Though the legislation, passed by a vote of 60 to 52, was backed by Prime Minister Benjamin Netanyahu’s right-wing coalition, it has raised tensions in the government. A White House official said that, given the new law is expected to face challenges in Israeli courts, the Trump administration “will withhold comment on the legislation until the relevant court ruling.”

The Hague

Political sources have said Netanyahu privately opposes the bill over concerns it could provide grounds for prosecution by the International Criminal Court in The Hague. The White House official, speaking on condition of anonymity, said Washington would oppose any such international legal action.

But the far-right Jewish Home party, a member of the coalition looking to draw voters from the traditional base of Netanyahu’s Likud, pushed for the legislation after the forced evacuation of 330 settlers last week from an outpost built on private Palestinian land.

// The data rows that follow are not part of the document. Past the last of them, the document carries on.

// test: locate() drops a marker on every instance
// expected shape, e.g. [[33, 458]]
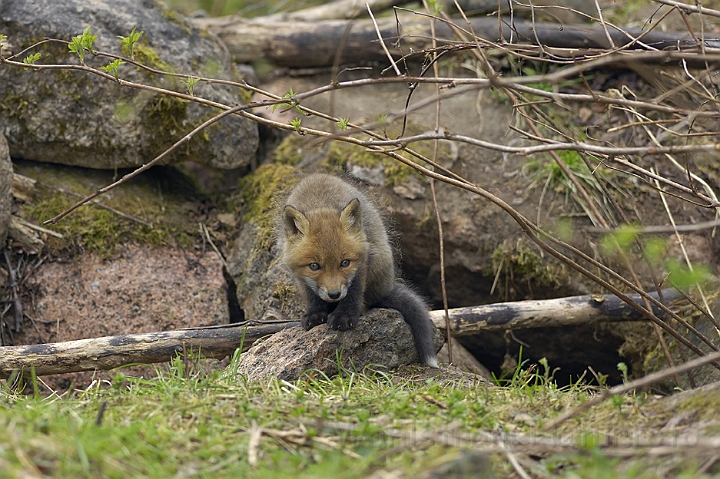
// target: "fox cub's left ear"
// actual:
[[351, 216], [295, 222]]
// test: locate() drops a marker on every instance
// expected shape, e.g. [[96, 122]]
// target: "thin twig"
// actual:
[[382, 42]]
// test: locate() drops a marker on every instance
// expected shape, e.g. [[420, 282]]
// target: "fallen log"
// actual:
[[544, 313], [216, 342], [315, 44], [145, 348]]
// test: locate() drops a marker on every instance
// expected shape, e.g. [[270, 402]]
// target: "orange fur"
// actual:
[[335, 243]]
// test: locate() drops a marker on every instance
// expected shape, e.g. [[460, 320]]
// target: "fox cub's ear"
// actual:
[[351, 216], [295, 222]]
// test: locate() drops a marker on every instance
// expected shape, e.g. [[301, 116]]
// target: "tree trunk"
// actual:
[[543, 313], [217, 342], [301, 44]]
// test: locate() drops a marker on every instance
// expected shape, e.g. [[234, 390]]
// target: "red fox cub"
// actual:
[[335, 243]]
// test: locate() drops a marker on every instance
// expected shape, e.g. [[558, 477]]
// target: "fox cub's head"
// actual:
[[325, 248]]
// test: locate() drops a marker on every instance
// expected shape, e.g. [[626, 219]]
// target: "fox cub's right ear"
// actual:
[[351, 216], [295, 222]]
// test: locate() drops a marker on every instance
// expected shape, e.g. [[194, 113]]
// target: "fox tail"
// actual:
[[415, 313]]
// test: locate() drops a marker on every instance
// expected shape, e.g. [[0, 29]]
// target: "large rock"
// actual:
[[6, 179], [382, 340], [77, 118]]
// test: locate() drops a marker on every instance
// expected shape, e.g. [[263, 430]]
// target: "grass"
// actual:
[[193, 423]]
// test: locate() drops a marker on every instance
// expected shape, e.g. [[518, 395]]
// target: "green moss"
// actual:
[[149, 199], [162, 114], [518, 265], [259, 194]]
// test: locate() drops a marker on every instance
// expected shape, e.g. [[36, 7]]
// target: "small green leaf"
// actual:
[[622, 367], [684, 277], [31, 59], [82, 43], [130, 41], [112, 67], [190, 84]]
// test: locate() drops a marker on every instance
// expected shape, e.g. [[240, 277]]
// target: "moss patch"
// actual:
[[151, 199], [519, 265], [259, 196]]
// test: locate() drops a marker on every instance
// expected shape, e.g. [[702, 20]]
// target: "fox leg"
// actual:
[[347, 312], [316, 312]]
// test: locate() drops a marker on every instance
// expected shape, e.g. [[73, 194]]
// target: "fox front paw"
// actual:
[[342, 321], [313, 318]]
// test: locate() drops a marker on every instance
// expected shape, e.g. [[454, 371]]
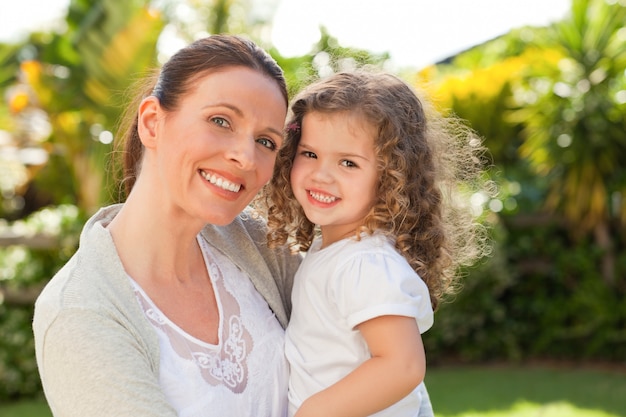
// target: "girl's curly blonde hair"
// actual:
[[424, 162]]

With Netanyahu under police investigation on suspicion of abuse of office, an allegation he denies, Likud has been slipping in opinion polls. Opposing the law would have risked alienating his supporters and ceding ground to Jewish Home. Last-minute appeals this week by Netanyahu to postpone the vote until after he meets US President Donald Trump in Washington on Feb 15, were refused by Jewish Home, political sources said.

In London, where he met Prime Minister Theresa May on Monday, Netanyahu told Israeli reporters he did not want to delay the vote and that he sought only to update Washington ahead of time – which he said he did. Israeli officials did contact their US counterparts at the “staff level,” the White House official said. Netanyahu himself did not attend the vote because he was on a plane back from London when it was held.

“Black flag”

Hanan Ashrawi, a senior member of the Palestine Liberation Organization, the main Palestinian political umbrella body, said in a statement that the law gave settlers a green light to “embark on a land grab”. “Prime Minister Benjamin Netanyahu and his extremist, racist coalition government are deliberately breaking the law and destroying the very foundations of the two-state solution and the chances for peace and stability,” Ashrawi said.

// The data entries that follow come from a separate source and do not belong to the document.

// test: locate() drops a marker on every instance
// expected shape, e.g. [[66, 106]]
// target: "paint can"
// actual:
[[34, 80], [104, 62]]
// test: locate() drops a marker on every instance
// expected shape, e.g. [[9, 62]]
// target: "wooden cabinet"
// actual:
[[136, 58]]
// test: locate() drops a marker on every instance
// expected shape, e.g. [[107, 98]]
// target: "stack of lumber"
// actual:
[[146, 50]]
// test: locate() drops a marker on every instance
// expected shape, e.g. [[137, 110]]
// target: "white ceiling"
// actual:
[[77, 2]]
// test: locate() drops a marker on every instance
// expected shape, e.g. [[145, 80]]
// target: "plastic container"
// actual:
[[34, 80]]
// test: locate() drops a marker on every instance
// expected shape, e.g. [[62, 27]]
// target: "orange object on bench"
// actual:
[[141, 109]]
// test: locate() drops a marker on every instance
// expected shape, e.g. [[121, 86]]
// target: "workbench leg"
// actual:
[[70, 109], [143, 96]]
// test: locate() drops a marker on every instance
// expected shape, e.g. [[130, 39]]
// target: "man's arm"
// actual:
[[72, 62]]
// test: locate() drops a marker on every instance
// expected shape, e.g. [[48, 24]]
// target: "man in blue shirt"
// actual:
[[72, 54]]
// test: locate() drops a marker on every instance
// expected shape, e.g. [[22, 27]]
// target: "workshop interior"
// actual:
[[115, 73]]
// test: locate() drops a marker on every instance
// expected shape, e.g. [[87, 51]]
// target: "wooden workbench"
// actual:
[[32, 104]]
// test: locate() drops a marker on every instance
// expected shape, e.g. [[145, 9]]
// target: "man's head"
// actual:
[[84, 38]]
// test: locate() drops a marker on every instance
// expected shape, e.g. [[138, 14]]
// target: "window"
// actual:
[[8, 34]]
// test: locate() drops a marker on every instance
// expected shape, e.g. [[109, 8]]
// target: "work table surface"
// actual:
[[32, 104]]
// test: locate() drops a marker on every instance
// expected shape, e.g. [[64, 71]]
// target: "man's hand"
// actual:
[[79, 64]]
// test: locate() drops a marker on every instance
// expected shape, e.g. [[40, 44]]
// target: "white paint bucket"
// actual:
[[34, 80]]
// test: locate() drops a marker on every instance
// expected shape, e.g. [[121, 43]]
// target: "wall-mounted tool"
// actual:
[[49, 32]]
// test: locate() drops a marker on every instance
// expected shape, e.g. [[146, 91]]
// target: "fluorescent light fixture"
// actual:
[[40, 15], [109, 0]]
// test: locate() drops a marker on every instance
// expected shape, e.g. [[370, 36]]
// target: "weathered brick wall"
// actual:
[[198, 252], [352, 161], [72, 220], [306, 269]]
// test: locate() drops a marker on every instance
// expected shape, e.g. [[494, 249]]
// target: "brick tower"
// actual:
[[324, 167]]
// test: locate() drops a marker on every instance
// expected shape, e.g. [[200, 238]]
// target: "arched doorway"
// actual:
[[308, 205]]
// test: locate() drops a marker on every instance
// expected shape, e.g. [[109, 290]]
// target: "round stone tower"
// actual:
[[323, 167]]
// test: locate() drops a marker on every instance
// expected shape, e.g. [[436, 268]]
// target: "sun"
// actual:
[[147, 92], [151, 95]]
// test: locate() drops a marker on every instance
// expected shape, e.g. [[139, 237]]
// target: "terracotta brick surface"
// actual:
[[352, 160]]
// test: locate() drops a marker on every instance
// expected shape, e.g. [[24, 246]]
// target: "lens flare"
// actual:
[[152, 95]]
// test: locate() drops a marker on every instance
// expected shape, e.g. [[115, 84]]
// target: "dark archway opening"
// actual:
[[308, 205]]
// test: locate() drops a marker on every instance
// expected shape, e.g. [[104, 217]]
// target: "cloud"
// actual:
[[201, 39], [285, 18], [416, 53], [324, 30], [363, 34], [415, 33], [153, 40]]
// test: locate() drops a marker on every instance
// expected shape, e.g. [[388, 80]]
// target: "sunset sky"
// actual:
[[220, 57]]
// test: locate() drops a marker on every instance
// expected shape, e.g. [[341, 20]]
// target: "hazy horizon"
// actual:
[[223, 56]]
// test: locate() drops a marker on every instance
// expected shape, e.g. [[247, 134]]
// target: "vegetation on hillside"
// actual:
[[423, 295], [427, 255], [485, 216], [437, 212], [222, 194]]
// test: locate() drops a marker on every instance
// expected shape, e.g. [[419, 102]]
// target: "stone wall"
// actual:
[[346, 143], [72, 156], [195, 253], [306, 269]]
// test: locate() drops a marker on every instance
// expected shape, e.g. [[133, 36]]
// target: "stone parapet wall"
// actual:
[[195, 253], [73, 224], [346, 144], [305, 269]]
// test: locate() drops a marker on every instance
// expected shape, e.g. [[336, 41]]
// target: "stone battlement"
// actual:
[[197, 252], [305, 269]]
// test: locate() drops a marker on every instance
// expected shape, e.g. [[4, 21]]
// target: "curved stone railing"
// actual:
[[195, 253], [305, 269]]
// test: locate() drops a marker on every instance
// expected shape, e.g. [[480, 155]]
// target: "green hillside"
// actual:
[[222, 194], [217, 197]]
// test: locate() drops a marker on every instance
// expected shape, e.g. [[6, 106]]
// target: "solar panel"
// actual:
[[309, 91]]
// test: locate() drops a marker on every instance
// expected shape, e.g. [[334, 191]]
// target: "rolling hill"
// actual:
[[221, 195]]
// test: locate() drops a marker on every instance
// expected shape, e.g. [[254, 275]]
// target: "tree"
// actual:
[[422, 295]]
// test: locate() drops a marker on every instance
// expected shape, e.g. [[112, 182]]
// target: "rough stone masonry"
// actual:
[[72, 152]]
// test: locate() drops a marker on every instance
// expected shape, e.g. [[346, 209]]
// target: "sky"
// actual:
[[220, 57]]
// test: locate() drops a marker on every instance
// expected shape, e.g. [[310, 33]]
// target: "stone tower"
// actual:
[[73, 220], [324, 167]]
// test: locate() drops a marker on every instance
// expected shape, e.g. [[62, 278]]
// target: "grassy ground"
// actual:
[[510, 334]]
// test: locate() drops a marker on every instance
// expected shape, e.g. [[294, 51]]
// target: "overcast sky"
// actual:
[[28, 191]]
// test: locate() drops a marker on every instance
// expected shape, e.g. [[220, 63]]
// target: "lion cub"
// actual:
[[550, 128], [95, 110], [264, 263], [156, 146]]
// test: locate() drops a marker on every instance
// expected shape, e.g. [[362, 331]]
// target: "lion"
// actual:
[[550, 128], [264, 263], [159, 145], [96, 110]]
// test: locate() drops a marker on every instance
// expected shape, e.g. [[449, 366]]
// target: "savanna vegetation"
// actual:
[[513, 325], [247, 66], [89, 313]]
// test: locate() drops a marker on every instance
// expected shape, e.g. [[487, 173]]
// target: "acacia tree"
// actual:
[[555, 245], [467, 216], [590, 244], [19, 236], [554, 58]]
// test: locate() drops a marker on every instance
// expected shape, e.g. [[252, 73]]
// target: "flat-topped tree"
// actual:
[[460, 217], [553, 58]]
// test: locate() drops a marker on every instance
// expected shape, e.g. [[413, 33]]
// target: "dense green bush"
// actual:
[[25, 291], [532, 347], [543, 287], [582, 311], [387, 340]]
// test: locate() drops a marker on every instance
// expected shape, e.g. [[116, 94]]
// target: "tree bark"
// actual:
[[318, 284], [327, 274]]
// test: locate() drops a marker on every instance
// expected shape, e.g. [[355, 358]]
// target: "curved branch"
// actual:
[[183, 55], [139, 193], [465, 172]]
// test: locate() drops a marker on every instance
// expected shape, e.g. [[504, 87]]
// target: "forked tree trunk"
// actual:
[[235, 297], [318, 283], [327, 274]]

The UN Special Coordinator for the Middle East Peace Process Nickolay Mladenov said in a statement that the law “will have far reaching legal consequences for Israel and greatly diminish the prospects for Arab-Israeli peace”.

“We are voting tonight on the connection between the Jewish people to its land. This entire land is ours,” Likud minister Ofir Akunis told parliament. Opposition leader Isaac Herzog of the Zionist Union said a black flag hung over the “insane law that threatens to destroy Israeli democracy”.